Abstract

The fundamental problem with ultrasound-guided diagnosis is that the acquired images are often 2-D cross-sections of a 3-D anatomy, potentially missing important anatomical details. This limitation leads to challenges in ultrasound echocardiography, such as poor visualization of heart valves or foreshortening of ventricles. Clinicians must interpret these images with inherent uncertainty, a nuance absent in machine learning’s one-hot labels. We propose Re-Training for Uncertainty (RT4U), a data-centric method to introduce uncertainty to weakly informative inputs in the training set. This simple approach can be incorporated to existing state-of-the-art aortic stenosis classification methods to further improve their accuracy. When combined with conformal prediction techniques, RT4U can yield adaptively sized prediction sets which are guaranteed to contain the ground truth class to a high accuracy. We validate the effectiveness of RT4U on three diverse datasets: a public (TMED-2) and a private AS dataset, along with a CIFAR-10-derived toy dataset. Results show improvement on all the datasets. Our source code is publicly available at: https://github.com/an-michaelg/RT4U

Links to Paper and Supplementary Materials

Main Paper (Open Access Version): https://papers.miccai.org/miccai-2024/paper/2346_paper.pdf

SharedIt Link: pending

SpringerLink (DOI): pending

Supplementary Material: https://papers.miccai.org/miccai-2024/supp/2346_supp.pdf

Link to the Code Repository

https://github.com/an-michaelg/RT4U

Link to the Dataset(s)

https://tmed.cs.tufts.edu/tmed_v2.html https://www.cs.toronto.edu/~kriz/cifar.html

BibTex

@InProceedings{Gu_Reliable_MICCAI2024,
        author = { Gu, Ang Nan and Tsang, Michael and Vaseli, Hooman and Tsang, Teresa and Abolmaesumi, Purang},
        title = { { Reliable Multi-View Learning with Conformal Prediction for Aortic Stenosis Classification in Echocardiography } },
        booktitle = {proceedings of Medical Image Computing and Computer Assisted Intervention -- MICCAI 2024},
        year = {2024},
        publisher = {Springer Nature Switzerland},
        volume = {LNCS 15001},
        month = {October},
        page = {pending}
}


Reviews

Review #1

  • Please describe the contribution of the paper

    The paper introduces the Re-Training for Uncertainty (RT4U) method, which aims to improve aortic stenosis (AS) classification in echocardiography. By incorporating uncertainty into weakly informative inputs in the training set and using conformal prediction techniques, RT4U generates adaptively sized prediction sets that contain the ground truth class with high accuracy. The effectiveness of RT4U is validated on three diverse datasets, showing improvement across all of them. Additionally, the paper discusses the application of deep learning in AS classification and provides background information on the topic along with relevant research work.

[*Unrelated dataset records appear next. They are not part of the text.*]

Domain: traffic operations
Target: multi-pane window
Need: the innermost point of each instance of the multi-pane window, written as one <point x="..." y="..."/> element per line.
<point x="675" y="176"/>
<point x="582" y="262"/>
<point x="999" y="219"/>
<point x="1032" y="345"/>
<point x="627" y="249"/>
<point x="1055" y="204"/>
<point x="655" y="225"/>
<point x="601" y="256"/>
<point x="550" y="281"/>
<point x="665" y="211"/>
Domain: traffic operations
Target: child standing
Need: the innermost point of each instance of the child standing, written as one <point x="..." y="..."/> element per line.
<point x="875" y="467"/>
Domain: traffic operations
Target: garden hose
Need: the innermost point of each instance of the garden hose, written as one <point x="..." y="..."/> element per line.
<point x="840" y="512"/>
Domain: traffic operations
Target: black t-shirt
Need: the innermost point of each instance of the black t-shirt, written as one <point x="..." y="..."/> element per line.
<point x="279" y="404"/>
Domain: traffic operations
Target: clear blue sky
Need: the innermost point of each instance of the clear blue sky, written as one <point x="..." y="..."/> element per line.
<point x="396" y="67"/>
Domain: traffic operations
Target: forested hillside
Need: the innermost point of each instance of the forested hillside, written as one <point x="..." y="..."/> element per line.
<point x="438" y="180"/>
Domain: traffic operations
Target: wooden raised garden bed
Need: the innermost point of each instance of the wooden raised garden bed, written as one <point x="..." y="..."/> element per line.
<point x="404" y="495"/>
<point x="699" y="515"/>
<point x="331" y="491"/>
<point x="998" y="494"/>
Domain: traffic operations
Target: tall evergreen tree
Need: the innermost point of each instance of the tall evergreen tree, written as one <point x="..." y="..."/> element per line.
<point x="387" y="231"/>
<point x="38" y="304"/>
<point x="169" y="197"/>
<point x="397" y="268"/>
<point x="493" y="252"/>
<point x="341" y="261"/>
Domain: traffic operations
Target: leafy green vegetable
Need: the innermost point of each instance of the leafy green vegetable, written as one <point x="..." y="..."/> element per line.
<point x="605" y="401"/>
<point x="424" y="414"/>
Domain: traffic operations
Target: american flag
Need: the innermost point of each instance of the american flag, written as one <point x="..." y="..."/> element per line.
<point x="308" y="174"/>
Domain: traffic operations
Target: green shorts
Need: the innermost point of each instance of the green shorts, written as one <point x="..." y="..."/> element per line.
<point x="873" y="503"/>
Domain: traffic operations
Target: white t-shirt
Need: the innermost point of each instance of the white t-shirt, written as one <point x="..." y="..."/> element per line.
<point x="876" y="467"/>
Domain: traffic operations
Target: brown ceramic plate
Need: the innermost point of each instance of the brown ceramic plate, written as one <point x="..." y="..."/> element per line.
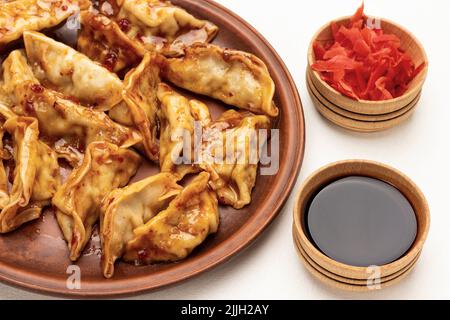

  • Please list the main strengths of the paper; you should write about a novel formulation, an original way to use data, demonstration of clinical feasibility, a novel application, a particularly strong evaluation, or anything else that is a strong aspect of this work. Please provide details, for instance, if a method is novel, explain what aspect is novel and why this is interesting.

    ​The main strengths of the paper lie in the introduction of the Re-Training for Uncertainty (RT4U) method, which aims to improve the classification of aortic stenosis (AS), a common heart valve disease, using echocardiography. The paper’s novelty is demonstrated through the innovative approach of incorporating uncertainty into weakly informative inputs in the training set, particularly focusing on addressing the inherent limitations in echocardiographic diagnosis of AS. By leveraging conformal prediction techniques, the paper presents an original way to generate adaptively sized prediction sets, leading to high-accuracy inclusion of the ground truth class3 . The application of the RT4U method is clinically feasible and shows promise for enhancing the accuracy of AS classification, an area critical for early diagnosis and effective treatment of this life-threatening condition.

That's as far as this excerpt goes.